Muhammad Wildan is sitting with a book on his knee, its pages crumpled and yellowed with age. Slowly, the Arabic lecturer from the State Islamic University of Yogyakarta (UIN) traces the script with his finger, first the Arabic, then, below it, the Javanese. The book, a bilingual collection of hadiths, dates from 1856. Its pages are worm-eaten and tattered, some of them almost falling from their binding.
The Sonobudoyo Museum, located at the northern end of the Sultan's Palace in Yogyakarta in Indonesia, is home to more than 1000 historical manuscripts. Rather inconspicuous in appearance and stacked on old wooden shelves, they are a priceless cultural treasure. "Many researchers come here," says Wildan, "people interested in studying Javanese history. To do this, they need to have a look at the original manuscripts."
But this high demand from scholars as well as the great age of some of the manuscripts takes its toll. "Restoration is a major problem," Wildan explains. "We simply don't have the experts in this field and nowhere near enough technical equipment."
Symbiotic relationship between religions
Wildan is standing next to a huge scanner sporting a "University of Leipzig" sticker. Since 2009, the German university has been supporting the restoration, cataloguing and digitisation of old manuscripts from the Sonobudoyo Museum, and two sultanate palaces – the neighbouring Yogyakarta Palace and the Surakarta Palace. The Oriental Institute of the University of Leipzig (OIL) is one of the oldest established Arab studies institutes in Europe.
"Indonesia has the world's largest Muslim population, but Muslims remain very much under-represented in Western media," says Thoralf Hanstein, OIL project coordinator, by way of explanation for his institute's interest in the project.
The spread of Islam through Indonesia from the 14th century was a largely peaceful phenomenon, one that took place via the trade routes and through the influence of Sufi teachers such as the celebrated Wali Songo (Nine Saints).

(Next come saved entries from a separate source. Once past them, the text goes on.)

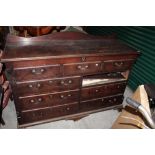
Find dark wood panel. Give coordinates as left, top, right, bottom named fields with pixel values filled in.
left=13, top=64, right=61, bottom=82
left=19, top=90, right=79, bottom=111
left=81, top=82, right=126, bottom=101
left=64, top=61, right=102, bottom=76
left=15, top=76, right=81, bottom=96
left=18, top=102, right=79, bottom=125
left=80, top=94, right=123, bottom=112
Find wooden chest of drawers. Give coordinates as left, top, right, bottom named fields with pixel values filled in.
left=1, top=32, right=140, bottom=128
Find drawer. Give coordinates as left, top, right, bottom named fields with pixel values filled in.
left=80, top=94, right=123, bottom=112
left=18, top=103, right=79, bottom=125
left=13, top=64, right=61, bottom=82
left=19, top=90, right=79, bottom=111
left=82, top=72, right=126, bottom=87
left=63, top=61, right=102, bottom=76
left=81, top=82, right=126, bottom=101
left=15, top=76, right=81, bottom=96
left=103, top=59, right=135, bottom=72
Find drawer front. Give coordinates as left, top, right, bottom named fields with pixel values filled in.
left=19, top=90, right=79, bottom=111
left=104, top=59, right=135, bottom=72
left=81, top=82, right=126, bottom=101
left=18, top=103, right=79, bottom=125
left=14, top=64, right=61, bottom=82
left=63, top=61, right=102, bottom=76
left=15, top=76, right=81, bottom=96
left=80, top=94, right=123, bottom=112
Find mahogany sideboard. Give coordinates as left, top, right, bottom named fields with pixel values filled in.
left=1, top=31, right=140, bottom=128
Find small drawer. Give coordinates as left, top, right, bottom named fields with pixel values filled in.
left=80, top=94, right=123, bottom=112
left=15, top=76, right=81, bottom=96
left=81, top=82, right=126, bottom=101
left=14, top=64, right=61, bottom=82
left=18, top=103, right=79, bottom=125
left=19, top=90, right=79, bottom=111
left=63, top=61, right=102, bottom=76
left=103, top=59, right=135, bottom=72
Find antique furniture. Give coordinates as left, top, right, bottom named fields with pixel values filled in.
left=13, top=26, right=66, bottom=37
left=0, top=27, right=9, bottom=49
left=0, top=50, right=12, bottom=125
left=1, top=31, right=139, bottom=128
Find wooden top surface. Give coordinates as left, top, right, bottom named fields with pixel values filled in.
left=2, top=31, right=140, bottom=62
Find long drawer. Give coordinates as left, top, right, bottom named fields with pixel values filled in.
left=18, top=102, right=79, bottom=125
left=15, top=76, right=81, bottom=96
left=13, top=64, right=61, bottom=82
left=18, top=90, right=79, bottom=111
left=81, top=82, right=126, bottom=101
left=80, top=94, right=123, bottom=112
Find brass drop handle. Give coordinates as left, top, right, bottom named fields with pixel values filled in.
left=31, top=68, right=45, bottom=74
left=38, top=98, right=42, bottom=102
left=114, top=62, right=124, bottom=67
left=95, top=63, right=99, bottom=67
left=77, top=65, right=82, bottom=69
left=113, top=98, right=117, bottom=102
left=28, top=84, right=33, bottom=88
left=109, top=98, right=117, bottom=103
left=60, top=94, right=72, bottom=99
left=95, top=89, right=99, bottom=93
left=37, top=83, right=41, bottom=88
left=66, top=107, right=70, bottom=111
left=77, top=65, right=89, bottom=70
left=67, top=94, right=72, bottom=97
left=30, top=99, right=35, bottom=103
left=49, top=80, right=53, bottom=84
left=85, top=65, right=89, bottom=69
left=61, top=80, right=73, bottom=85
left=109, top=99, right=113, bottom=103
left=40, top=68, right=45, bottom=72
left=68, top=80, right=72, bottom=84
left=28, top=83, right=41, bottom=88
left=30, top=98, right=43, bottom=104
left=60, top=95, right=64, bottom=99
left=61, top=80, right=65, bottom=85
left=31, top=69, right=36, bottom=73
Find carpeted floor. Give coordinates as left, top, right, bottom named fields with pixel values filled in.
left=0, top=87, right=133, bottom=129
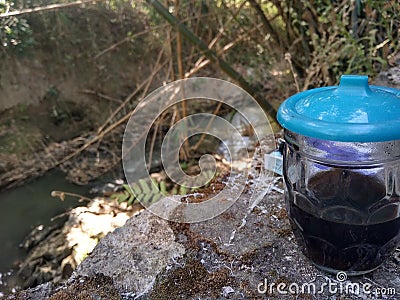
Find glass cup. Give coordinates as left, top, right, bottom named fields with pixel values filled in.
left=283, top=129, right=400, bottom=275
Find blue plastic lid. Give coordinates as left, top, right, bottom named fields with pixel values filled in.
left=277, top=75, right=400, bottom=142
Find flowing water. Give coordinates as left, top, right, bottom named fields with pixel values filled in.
left=0, top=169, right=91, bottom=293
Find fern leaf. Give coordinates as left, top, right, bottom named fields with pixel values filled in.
left=131, top=182, right=141, bottom=196
left=150, top=178, right=159, bottom=192
left=136, top=192, right=145, bottom=202
left=171, top=187, right=178, bottom=195
left=139, top=179, right=150, bottom=194
left=127, top=194, right=136, bottom=205
left=112, top=191, right=130, bottom=203
left=160, top=180, right=167, bottom=194
left=142, top=193, right=153, bottom=204
left=179, top=185, right=187, bottom=195
left=152, top=193, right=163, bottom=202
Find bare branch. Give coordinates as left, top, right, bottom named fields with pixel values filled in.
left=247, top=0, right=284, bottom=51
left=146, top=0, right=277, bottom=117
left=0, top=0, right=104, bottom=18
left=80, top=89, right=122, bottom=103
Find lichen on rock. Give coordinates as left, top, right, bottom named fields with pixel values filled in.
left=72, top=209, right=186, bottom=297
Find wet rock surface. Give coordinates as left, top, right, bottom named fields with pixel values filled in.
left=3, top=175, right=399, bottom=299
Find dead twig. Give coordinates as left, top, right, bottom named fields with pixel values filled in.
left=51, top=190, right=93, bottom=202
left=185, top=24, right=262, bottom=78
left=0, top=0, right=104, bottom=18
left=96, top=56, right=169, bottom=134
left=80, top=89, right=122, bottom=103
left=188, top=0, right=247, bottom=80
left=190, top=100, right=223, bottom=153
left=146, top=0, right=277, bottom=118
left=147, top=112, right=164, bottom=171
left=93, top=24, right=164, bottom=60
left=208, top=0, right=247, bottom=50
left=174, top=0, right=189, bottom=161
left=56, top=49, right=169, bottom=167
left=94, top=11, right=218, bottom=61
left=248, top=0, right=285, bottom=51
left=285, top=53, right=300, bottom=93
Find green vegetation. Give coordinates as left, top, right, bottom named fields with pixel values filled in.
left=111, top=169, right=216, bottom=206
left=111, top=180, right=165, bottom=206
left=0, top=0, right=398, bottom=189
left=0, top=0, right=33, bottom=52
left=1, top=0, right=398, bottom=86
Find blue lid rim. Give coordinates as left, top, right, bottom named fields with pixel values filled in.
left=277, top=84, right=400, bottom=142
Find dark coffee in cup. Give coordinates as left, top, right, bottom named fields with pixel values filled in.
left=287, top=170, right=400, bottom=274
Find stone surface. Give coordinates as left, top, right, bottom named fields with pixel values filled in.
left=1, top=275, right=121, bottom=300
left=72, top=209, right=186, bottom=298
left=1, top=283, right=54, bottom=300
left=48, top=274, right=121, bottom=300
left=146, top=179, right=400, bottom=300
left=7, top=174, right=397, bottom=299
left=373, top=66, right=400, bottom=88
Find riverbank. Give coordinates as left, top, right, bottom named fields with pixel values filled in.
left=2, top=197, right=142, bottom=295
left=0, top=170, right=92, bottom=283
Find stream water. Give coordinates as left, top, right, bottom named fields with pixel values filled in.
left=0, top=170, right=91, bottom=285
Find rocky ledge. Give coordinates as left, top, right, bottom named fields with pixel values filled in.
left=2, top=68, right=400, bottom=300
left=2, top=173, right=399, bottom=300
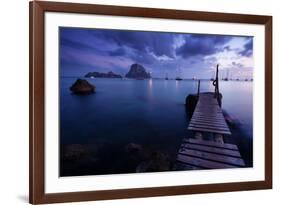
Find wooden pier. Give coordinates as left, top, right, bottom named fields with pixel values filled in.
left=188, top=93, right=231, bottom=135
left=175, top=138, right=245, bottom=170
left=175, top=65, right=245, bottom=170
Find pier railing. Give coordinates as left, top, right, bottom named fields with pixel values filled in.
left=195, top=64, right=221, bottom=106
left=197, top=80, right=201, bottom=97
left=213, top=64, right=221, bottom=107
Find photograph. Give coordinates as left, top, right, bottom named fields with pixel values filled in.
left=28, top=1, right=272, bottom=203
left=59, top=27, right=254, bottom=177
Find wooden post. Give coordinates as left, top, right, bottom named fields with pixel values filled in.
left=213, top=64, right=221, bottom=107
left=185, top=94, right=198, bottom=119
left=214, top=134, right=224, bottom=144
left=215, top=64, right=219, bottom=98
left=194, top=132, right=203, bottom=140
left=197, top=80, right=201, bottom=97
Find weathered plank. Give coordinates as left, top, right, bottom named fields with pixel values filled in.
left=192, top=115, right=225, bottom=120
left=173, top=162, right=202, bottom=170
left=191, top=117, right=226, bottom=122
left=188, top=93, right=231, bottom=135
left=177, top=154, right=238, bottom=169
left=182, top=143, right=241, bottom=157
left=192, top=111, right=225, bottom=117
left=194, top=109, right=221, bottom=112
left=189, top=120, right=227, bottom=127
left=191, top=115, right=225, bottom=120
left=193, top=113, right=223, bottom=117
left=188, top=123, right=230, bottom=131
left=188, top=126, right=231, bottom=135
left=179, top=148, right=245, bottom=166
left=185, top=138, right=238, bottom=150
left=193, top=110, right=223, bottom=114
left=190, top=118, right=227, bottom=125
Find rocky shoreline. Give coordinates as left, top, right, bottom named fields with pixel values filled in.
left=85, top=71, right=122, bottom=78
left=70, top=63, right=151, bottom=94
left=60, top=142, right=176, bottom=176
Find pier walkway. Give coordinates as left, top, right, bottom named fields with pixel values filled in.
left=188, top=93, right=231, bottom=135
left=175, top=65, right=245, bottom=170
left=175, top=138, right=245, bottom=170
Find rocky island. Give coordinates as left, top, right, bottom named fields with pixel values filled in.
left=85, top=71, right=122, bottom=78
left=70, top=79, right=96, bottom=95
left=125, top=63, right=151, bottom=79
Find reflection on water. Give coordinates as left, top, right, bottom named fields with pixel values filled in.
left=175, top=80, right=179, bottom=89
left=60, top=78, right=253, bottom=175
left=60, top=78, right=253, bottom=143
left=148, top=78, right=153, bottom=88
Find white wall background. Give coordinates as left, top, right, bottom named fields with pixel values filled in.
left=0, top=0, right=279, bottom=204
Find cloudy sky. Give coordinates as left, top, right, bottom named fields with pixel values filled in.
left=60, top=27, right=253, bottom=79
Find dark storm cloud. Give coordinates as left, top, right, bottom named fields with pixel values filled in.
left=239, top=39, right=253, bottom=57
left=60, top=27, right=253, bottom=78
left=61, top=37, right=96, bottom=51
left=107, top=46, right=154, bottom=66
left=89, top=29, right=176, bottom=59
left=130, top=50, right=155, bottom=65
left=176, top=34, right=233, bottom=58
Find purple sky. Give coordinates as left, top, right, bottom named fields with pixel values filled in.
left=60, top=27, right=253, bottom=79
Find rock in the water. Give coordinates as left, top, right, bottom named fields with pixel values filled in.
left=70, top=79, right=95, bottom=94
left=85, top=71, right=122, bottom=78
left=125, top=63, right=151, bottom=79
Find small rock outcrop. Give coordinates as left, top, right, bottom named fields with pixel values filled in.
left=125, top=64, right=151, bottom=79
left=70, top=79, right=95, bottom=94
left=85, top=71, right=122, bottom=78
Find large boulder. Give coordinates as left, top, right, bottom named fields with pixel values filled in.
left=70, top=79, right=95, bottom=94
left=125, top=63, right=151, bottom=79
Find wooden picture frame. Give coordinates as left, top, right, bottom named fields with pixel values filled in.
left=29, top=1, right=272, bottom=204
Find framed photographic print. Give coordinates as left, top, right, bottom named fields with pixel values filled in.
left=29, top=1, right=272, bottom=204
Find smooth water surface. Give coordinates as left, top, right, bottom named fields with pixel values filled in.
left=60, top=78, right=252, bottom=142
left=60, top=78, right=253, bottom=175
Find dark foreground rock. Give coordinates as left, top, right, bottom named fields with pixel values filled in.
left=135, top=151, right=170, bottom=172
left=62, top=144, right=91, bottom=161
left=125, top=63, right=151, bottom=79
left=60, top=141, right=175, bottom=176
left=85, top=71, right=122, bottom=78
left=125, top=143, right=143, bottom=154
left=185, top=94, right=198, bottom=119
left=125, top=143, right=171, bottom=172
left=70, top=79, right=95, bottom=94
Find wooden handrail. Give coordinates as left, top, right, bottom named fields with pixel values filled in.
left=212, top=64, right=221, bottom=106
left=197, top=80, right=201, bottom=97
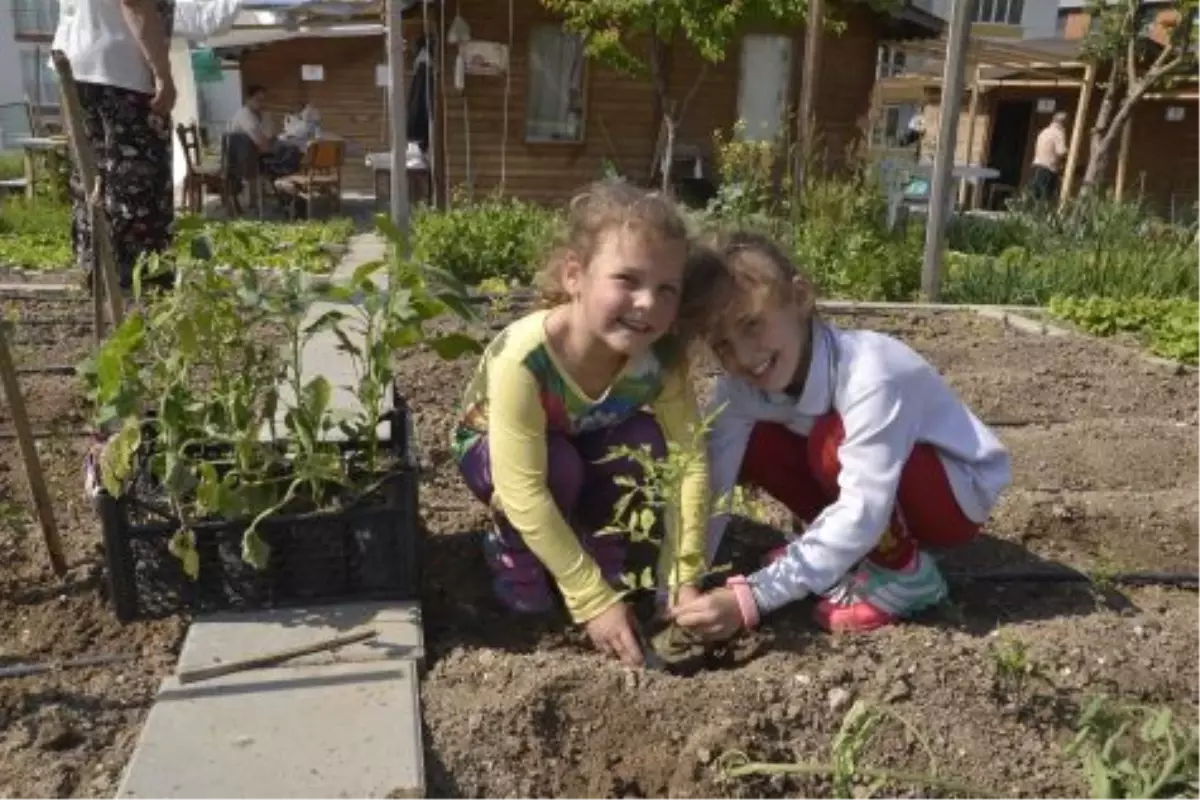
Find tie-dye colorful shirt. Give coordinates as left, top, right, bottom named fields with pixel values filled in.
left=451, top=309, right=709, bottom=623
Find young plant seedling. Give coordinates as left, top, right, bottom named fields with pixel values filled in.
left=989, top=633, right=1045, bottom=708
left=1065, top=695, right=1199, bottom=799
left=717, top=699, right=994, bottom=798
left=597, top=404, right=749, bottom=673
left=83, top=215, right=480, bottom=578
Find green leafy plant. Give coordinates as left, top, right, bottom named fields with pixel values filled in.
left=598, top=405, right=754, bottom=670
left=988, top=633, right=1047, bottom=706
left=81, top=215, right=480, bottom=577
left=411, top=191, right=559, bottom=286
left=1048, top=295, right=1199, bottom=365
left=718, top=699, right=993, bottom=797
left=1065, top=695, right=1199, bottom=799
left=0, top=197, right=73, bottom=270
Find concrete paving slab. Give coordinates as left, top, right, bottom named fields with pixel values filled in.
left=176, top=602, right=424, bottom=673
left=117, top=660, right=424, bottom=799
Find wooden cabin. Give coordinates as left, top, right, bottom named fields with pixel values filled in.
left=227, top=0, right=941, bottom=203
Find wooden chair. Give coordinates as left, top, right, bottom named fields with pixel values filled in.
left=176, top=122, right=233, bottom=214
left=274, top=139, right=345, bottom=219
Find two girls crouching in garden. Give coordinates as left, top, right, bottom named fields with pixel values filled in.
left=451, top=179, right=1012, bottom=666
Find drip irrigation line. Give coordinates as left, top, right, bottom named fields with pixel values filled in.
left=15, top=365, right=79, bottom=376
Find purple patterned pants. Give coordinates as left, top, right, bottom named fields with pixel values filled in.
left=457, top=411, right=666, bottom=613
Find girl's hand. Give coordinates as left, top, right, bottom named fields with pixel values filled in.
left=670, top=587, right=744, bottom=641
left=666, top=584, right=702, bottom=613
left=584, top=602, right=644, bottom=667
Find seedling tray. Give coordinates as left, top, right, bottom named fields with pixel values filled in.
left=96, top=394, right=420, bottom=622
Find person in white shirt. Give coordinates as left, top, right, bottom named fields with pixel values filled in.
left=226, top=84, right=303, bottom=177
left=670, top=232, right=1011, bottom=637
left=228, top=84, right=273, bottom=151
left=1028, top=111, right=1069, bottom=203
left=52, top=0, right=176, bottom=289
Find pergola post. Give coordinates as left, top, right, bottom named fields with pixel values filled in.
left=1059, top=61, right=1096, bottom=207
left=959, top=66, right=982, bottom=209
left=386, top=0, right=412, bottom=252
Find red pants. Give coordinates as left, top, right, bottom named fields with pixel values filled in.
left=739, top=416, right=979, bottom=569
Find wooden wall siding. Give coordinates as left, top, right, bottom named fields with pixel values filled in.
left=439, top=0, right=657, bottom=203
left=240, top=0, right=893, bottom=203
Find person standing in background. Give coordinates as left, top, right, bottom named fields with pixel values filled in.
left=1028, top=111, right=1069, bottom=204
left=53, top=0, right=176, bottom=289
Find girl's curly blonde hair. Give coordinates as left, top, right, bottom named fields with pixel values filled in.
left=536, top=179, right=690, bottom=306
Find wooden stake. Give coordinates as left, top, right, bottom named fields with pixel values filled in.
left=1114, top=113, right=1133, bottom=202
left=0, top=322, right=67, bottom=576
left=793, top=0, right=825, bottom=200
left=921, top=0, right=972, bottom=301
left=1059, top=61, right=1096, bottom=207
left=959, top=67, right=982, bottom=209
left=386, top=0, right=412, bottom=254
left=177, top=629, right=379, bottom=685
left=50, top=50, right=124, bottom=338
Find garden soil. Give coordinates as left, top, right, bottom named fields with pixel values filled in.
left=0, top=295, right=1196, bottom=798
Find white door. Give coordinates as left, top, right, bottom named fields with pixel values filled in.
left=737, top=35, right=794, bottom=142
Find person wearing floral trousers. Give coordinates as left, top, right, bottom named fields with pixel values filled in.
left=53, top=0, right=177, bottom=289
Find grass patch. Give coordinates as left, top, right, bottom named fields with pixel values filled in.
left=0, top=198, right=355, bottom=273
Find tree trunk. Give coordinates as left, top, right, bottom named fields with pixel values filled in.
left=1080, top=62, right=1123, bottom=195
left=661, top=115, right=677, bottom=194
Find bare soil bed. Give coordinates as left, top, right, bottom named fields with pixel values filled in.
left=409, top=304, right=1199, bottom=798
left=0, top=294, right=1196, bottom=798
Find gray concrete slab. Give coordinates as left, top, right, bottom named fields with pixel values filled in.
left=117, top=660, right=424, bottom=799
left=176, top=602, right=423, bottom=673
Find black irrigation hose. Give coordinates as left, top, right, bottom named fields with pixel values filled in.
left=16, top=365, right=79, bottom=376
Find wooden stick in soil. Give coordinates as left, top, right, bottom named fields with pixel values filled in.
left=50, top=50, right=124, bottom=340
left=0, top=653, right=131, bottom=680
left=0, top=323, right=67, bottom=576
left=176, top=628, right=379, bottom=685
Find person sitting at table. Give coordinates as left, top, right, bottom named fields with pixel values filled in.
left=227, top=84, right=302, bottom=177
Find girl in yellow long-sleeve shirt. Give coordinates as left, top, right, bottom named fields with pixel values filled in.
left=452, top=181, right=709, bottom=666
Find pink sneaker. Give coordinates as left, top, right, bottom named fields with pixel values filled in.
left=814, top=551, right=947, bottom=633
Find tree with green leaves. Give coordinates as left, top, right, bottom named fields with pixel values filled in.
left=539, top=0, right=895, bottom=192
left=1079, top=0, right=1197, bottom=194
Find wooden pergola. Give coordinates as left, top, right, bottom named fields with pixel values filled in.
left=877, top=32, right=1199, bottom=206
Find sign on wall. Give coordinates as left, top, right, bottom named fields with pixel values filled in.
left=301, top=64, right=325, bottom=82
left=1166, top=106, right=1186, bottom=122
left=1036, top=98, right=1056, bottom=114
left=461, top=41, right=509, bottom=76
left=375, top=64, right=389, bottom=88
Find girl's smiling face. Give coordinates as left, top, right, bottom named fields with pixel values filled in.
left=709, top=281, right=810, bottom=393
left=563, top=227, right=686, bottom=358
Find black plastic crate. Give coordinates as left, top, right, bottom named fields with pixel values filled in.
left=97, top=396, right=420, bottom=622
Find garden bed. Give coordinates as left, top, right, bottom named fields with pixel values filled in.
left=0, top=295, right=1196, bottom=797
left=406, top=304, right=1198, bottom=798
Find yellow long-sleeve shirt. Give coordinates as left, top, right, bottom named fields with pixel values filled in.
left=452, top=310, right=709, bottom=623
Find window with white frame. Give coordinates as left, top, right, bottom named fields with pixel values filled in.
left=13, top=0, right=59, bottom=36
left=525, top=26, right=587, bottom=143
left=876, top=45, right=907, bottom=79
left=973, top=0, right=1024, bottom=26
left=20, top=46, right=60, bottom=109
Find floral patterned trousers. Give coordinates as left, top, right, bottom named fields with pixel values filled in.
left=70, top=81, right=174, bottom=287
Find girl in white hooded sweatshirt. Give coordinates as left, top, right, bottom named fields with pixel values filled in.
left=670, top=232, right=1011, bottom=638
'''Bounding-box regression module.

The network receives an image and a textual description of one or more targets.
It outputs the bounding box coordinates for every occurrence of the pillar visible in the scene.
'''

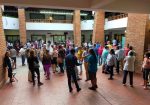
[73,10,81,46]
[18,8,27,45]
[144,17,150,52]
[92,10,105,45]
[0,7,7,87]
[125,13,148,73]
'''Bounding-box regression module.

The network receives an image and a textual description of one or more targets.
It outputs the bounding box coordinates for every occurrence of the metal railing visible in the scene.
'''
[107,14,128,21]
[26,19,73,23]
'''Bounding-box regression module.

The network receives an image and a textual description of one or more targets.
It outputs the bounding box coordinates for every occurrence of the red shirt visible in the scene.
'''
[124,47,130,56]
[98,46,104,56]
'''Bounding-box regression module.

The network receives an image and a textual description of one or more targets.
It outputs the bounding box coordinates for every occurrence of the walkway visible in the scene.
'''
[0,58,149,105]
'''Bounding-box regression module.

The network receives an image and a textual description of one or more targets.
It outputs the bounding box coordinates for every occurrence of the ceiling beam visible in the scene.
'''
[0,0,92,10]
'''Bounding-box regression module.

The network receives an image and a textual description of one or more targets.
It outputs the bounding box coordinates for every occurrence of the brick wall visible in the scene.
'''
[126,13,148,73]
[18,8,27,45]
[73,10,81,46]
[92,10,105,45]
[0,8,7,87]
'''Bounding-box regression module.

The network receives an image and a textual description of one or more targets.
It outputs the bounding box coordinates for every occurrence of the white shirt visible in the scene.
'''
[106,54,116,66]
[112,39,117,46]
[115,49,125,61]
[123,56,135,72]
[10,49,17,57]
[19,48,26,55]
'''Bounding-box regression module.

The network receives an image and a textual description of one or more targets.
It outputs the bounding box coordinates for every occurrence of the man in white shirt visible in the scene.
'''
[19,46,26,66]
[115,46,125,73]
[122,51,135,87]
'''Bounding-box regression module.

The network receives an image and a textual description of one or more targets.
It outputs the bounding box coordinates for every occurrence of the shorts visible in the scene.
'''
[143,68,150,81]
[11,57,16,63]
[51,57,57,65]
[89,71,96,80]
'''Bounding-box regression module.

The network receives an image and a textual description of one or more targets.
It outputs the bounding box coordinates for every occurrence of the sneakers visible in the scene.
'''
[130,85,133,87]
[123,84,126,86]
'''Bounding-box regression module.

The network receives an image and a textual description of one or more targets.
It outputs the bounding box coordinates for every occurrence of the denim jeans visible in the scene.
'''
[21,55,26,65]
[123,70,133,85]
[106,65,114,79]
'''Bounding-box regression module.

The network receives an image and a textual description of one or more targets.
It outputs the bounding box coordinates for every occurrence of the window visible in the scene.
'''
[30,13,45,19]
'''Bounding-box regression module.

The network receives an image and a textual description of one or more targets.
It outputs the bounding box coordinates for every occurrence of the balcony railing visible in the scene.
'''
[26,19,73,23]
[107,14,128,21]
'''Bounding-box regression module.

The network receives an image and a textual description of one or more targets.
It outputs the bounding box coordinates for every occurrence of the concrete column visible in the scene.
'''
[92,10,105,45]
[126,13,148,73]
[73,10,81,46]
[0,7,7,87]
[18,8,27,45]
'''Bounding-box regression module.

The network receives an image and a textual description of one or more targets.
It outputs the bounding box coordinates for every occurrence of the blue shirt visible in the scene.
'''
[88,55,98,73]
[65,54,80,69]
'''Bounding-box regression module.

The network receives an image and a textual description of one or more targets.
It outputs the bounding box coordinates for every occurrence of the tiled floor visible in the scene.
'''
[0,58,149,105]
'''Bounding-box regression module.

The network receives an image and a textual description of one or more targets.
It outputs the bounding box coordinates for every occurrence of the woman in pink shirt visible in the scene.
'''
[98,46,104,65]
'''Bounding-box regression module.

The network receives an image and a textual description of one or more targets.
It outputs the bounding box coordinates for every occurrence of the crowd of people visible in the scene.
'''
[2,39,150,92]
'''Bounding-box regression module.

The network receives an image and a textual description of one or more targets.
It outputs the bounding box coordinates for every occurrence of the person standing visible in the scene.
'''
[77,47,83,75]
[58,45,65,74]
[51,47,58,73]
[42,50,51,80]
[98,45,104,66]
[106,49,116,80]
[19,46,26,66]
[27,50,43,86]
[82,47,89,81]
[3,51,14,82]
[115,46,125,73]
[124,44,130,56]
[88,49,98,90]
[101,46,109,73]
[65,49,81,92]
[122,51,135,87]
[142,52,150,89]
[10,46,17,69]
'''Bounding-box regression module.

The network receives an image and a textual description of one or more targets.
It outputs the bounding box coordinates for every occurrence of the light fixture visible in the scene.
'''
[39,10,88,16]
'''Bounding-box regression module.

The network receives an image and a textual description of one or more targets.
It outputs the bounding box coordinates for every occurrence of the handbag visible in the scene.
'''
[34,61,40,68]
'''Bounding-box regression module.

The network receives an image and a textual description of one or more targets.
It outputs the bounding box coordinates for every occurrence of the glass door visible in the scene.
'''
[53,35,66,44]
[31,35,46,42]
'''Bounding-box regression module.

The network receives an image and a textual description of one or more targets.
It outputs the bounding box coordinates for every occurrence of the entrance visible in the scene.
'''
[31,35,46,42]
[6,35,20,43]
[52,35,66,44]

They also employed the art of woodcarving and the Javanese shadow theatre (Wayang Kulit) to put across their message.
A strong symbiotic relationship still exists today between the Islamic faith, to which 85 per cent of Indonesians belong, and local animistic traditions as well as with the heritage of the former Hindu-Buddhist ruling dynasties. The tolerance between the religions that we find revealed in the old manuscripts from the sultanate period is something many other religions in the world could learn from according to Hanstein of OIL.
Catastrophic storage and handling
The project will see the most important collections in central Java examined for the purposes of restoration and conservation. Backup copies of these will then be created by means of full digitization. Finally, the catalogued manuscripts will be made accessible on the Internet with the help of an online database. This will also be the first time that original old Javanese manuscripts have been entered into a database.
"The storage and handling of original manuscripts in Indonesia is, unfortunately, often quite catastrophic," says Hanstein. Storage rooms usually have no air-conditioning, are sometimes insect-infested, and library staff are given too little training in the handling and conservation of the fragile material. "Training in restoration just doesn't exist in Indonesia," Hanstein says. "With the exception of a few colleagues who have experience in other countries, most people here are self-taught and sometimes, unfortunately, do more harm than good."
As a result of this situation, the project has not been restricted to the training of the conservators alone, library staff, too, have been included.
Digitisation against natural disasters
A similar cooperation has already taken place in Aceh in Sumatra. The devastating tsunami in 2004 provided a dramatic reminder of just how urgent the need to permanently preserve these ancient writings is, with countless manuscripts being irretrievably lost in that disaster.
The manuscripts in the collections of the sultans of Yogyakarta and Surakarta, too, have as yet no duplicates or modern digital backup copies.
For the collectors and scholars the worry is that a natural disaster such as an earthquake, hurricane, fire or even an eruption of the nearby Mount Merapi volcano might occur and destroy the manuscripts.
Through their work on cataloguing and presentation on the Internet, those involved in the project are endeavouring to lay the foundation for the next generation of researchers. The sultans' collections are, after all, testimony to the spread of Islam in Indonesia as well as to its coexistence with other religions. "There are very many traditional heroic epics in the collections at the Kraton Palace in Yogyakarta which have their origins in the pre-Islamic period," says project coordinator Hanstein.
For the history and culture of the sultans' courts, too, the manuscripts represent a priceless treasure house for scholary research. Pardiyono, a slim man with glasses has worked in the museum for 20 years.
He is very enthusiastic about the knowledge hidden away in the books on everything from astronomy to literature. He is happy that digitisation will mean an end to him having to hand over "his treasures" to strangers.
The greatest enemies these books have are people, explains project coordinator Muhammad Wildan of the UIN, referring to some of the rough treatment often meted out to the old works in the museum's reading room. A glance around the shelves makes one thing clear: the keepers of this cultural heritage are going to have their work cut out for them for quite some time to come. Along the stairs towards the museum's exit lie stacks of thousands of yellowing newspapers, languishing in the humid tropical air.